Remember November: Perkins Paste

Three items were compulsory in an Australian primary school pencil case in the late 1980s. 1) HB pencils. Generally red-coloured with a black end; 2) Erasers. Generally dingy green, with tapered ends, that smelled of fire when you scrubbed them too hard against paper; and 3) A tub of Perkins Paste, a delightfully clumpy sort-of glue, best known for its bright pink containers, white lids, and completely impractical flat stick applicator.

Sadly a Google image search could only turn up the label:


The apex of my Perkins Paste use was in Year 3, in Mrs Simmonds' class. Mrs Simmonds always seemed to like me, giving me A marks for many of my finer social studies or English projects. Of course, such projects - generally mounted on posterboard paper - required a decent amount of Perkins pasting. Mrs Simmonds then retired, but came back for a visit when I was in Year 7. She had no recollection of me at all, and by then I had no Perkins Pasted boards filled with detailed descriptions of the planets to jog her memory.
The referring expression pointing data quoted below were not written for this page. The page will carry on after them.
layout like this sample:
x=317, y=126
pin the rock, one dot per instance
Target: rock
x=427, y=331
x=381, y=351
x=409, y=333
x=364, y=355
Sadly even I can no longer remember the smell of Perkins Paste, but I do recall it being far more palatable than the chemical scent of Clag, the big-bottomed gluepot that took over adhesive duties in my later primary years. Certainly daring classmates to eat Perkins Paste was a regular event, even a tad enjoyable. But you wouldn't eat Clag. No, not unless the dare involved a LOT of money. Fifty cents to a dollar, at least.